INQUIETUDES DES POPULATIONS AVEC LES INONDATIONS DANS LE DEPARTEMENT DE BAKEL
Les populations du département de Bakel, plus particulièrement celles qui vivent sur les rives du fleuve Sénégal et de son affluent la Falémé ne dorment plus, envahies qu’elles sont par les lâchers d’eau du barrage de Manantali et des fortes pluies de ces derniers temps.
Depuis plusieurs jours déjà, l’alerte était donnée. L’inquiétude avait commencé à s’installer, pas seulement pour les populations riveraines des cours d’eau (fleuve Sénégal, Falémé et des mares) mais même celles qui sont placées loin de ces endroits.

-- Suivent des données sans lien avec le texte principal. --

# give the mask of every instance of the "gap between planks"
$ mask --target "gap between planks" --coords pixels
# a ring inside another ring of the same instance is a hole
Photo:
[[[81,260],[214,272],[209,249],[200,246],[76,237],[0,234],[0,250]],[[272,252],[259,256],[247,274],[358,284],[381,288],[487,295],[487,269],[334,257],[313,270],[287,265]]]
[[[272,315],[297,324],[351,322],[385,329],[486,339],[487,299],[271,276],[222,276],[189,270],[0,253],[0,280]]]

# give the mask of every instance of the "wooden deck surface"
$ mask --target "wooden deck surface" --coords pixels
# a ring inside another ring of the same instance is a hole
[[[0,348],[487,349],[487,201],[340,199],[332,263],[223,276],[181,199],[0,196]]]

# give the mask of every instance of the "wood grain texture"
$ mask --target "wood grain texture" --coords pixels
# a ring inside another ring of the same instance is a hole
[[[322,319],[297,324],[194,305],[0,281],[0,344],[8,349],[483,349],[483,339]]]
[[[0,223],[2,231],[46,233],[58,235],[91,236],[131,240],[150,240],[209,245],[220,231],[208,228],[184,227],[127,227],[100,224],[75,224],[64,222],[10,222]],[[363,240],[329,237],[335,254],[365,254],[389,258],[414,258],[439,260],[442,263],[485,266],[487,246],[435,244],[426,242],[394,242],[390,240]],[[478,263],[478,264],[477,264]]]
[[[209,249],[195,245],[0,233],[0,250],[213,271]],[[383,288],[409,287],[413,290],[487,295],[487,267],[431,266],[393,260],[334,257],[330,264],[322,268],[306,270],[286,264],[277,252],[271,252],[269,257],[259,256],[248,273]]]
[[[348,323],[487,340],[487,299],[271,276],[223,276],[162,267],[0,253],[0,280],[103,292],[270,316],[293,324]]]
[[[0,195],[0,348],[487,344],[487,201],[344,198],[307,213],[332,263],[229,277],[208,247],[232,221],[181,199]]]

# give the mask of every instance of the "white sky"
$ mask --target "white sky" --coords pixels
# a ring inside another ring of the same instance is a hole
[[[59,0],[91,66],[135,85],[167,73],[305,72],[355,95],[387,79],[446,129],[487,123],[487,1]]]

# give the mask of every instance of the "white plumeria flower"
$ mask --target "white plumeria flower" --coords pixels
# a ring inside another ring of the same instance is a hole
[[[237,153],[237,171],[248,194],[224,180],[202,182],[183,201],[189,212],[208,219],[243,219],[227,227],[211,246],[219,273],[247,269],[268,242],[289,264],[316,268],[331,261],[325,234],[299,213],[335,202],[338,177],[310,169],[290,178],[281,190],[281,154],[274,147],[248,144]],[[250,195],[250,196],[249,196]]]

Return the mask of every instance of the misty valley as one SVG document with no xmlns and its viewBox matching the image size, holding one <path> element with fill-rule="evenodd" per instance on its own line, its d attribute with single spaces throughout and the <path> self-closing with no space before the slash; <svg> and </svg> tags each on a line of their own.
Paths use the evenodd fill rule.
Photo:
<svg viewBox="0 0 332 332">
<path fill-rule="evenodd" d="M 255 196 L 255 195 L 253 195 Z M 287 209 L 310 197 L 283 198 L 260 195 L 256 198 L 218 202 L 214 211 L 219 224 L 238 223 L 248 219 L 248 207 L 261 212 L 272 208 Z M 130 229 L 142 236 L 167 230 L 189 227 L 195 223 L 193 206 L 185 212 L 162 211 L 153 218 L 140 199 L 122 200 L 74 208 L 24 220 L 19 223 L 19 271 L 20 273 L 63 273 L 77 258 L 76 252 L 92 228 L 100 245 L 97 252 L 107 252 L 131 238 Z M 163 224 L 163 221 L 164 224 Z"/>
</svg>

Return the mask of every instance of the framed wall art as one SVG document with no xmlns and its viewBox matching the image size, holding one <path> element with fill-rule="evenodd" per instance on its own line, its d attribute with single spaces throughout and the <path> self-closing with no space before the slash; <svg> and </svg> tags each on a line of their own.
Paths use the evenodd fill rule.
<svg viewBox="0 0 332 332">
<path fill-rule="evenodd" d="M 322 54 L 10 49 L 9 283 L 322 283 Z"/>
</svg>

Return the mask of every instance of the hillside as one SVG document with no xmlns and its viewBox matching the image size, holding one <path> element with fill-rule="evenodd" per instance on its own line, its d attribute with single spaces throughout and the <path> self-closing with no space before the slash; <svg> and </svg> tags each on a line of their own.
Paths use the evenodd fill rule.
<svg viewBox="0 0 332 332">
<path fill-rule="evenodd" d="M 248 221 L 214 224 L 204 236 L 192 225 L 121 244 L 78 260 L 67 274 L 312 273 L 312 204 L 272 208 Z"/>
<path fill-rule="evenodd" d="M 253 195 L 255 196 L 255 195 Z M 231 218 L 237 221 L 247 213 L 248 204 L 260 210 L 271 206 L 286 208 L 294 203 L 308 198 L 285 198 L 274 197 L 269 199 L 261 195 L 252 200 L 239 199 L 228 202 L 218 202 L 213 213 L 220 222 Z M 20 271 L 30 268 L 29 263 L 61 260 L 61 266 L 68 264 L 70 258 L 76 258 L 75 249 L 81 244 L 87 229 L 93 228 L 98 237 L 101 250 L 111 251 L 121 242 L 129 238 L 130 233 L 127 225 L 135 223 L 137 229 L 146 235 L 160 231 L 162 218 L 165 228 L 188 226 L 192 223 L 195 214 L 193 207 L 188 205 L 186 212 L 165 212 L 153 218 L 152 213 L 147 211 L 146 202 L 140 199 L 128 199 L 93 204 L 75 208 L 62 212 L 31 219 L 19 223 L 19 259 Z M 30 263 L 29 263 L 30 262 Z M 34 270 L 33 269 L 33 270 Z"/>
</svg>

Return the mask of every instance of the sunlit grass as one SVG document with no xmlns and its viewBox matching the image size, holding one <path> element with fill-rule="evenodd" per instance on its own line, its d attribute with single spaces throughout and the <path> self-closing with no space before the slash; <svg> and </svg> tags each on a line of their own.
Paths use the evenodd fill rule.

Les maisons en banco tombent une à une ; les déplacements dans les villages se font en pirogue ; les familles sont logées dans des écoles, des postes de santé ou par solidarité par de rares voisins à l’abri des inondations!
Le Maire de Ballou, monsieur Cheikhna Camara est entre Ballou, Aroundou, Yaféra, Golmy son village natal et Kounghany. Il a remonté aussi les rives de la Falémé pour vivre avec les populations de cette partie de sa commune leurs souffrances. Partout dans le département c’est la même situation de désolation qui prévaut : de Kidira en passant par Sénoudébou jusqu’à Toumboura et Laminéa.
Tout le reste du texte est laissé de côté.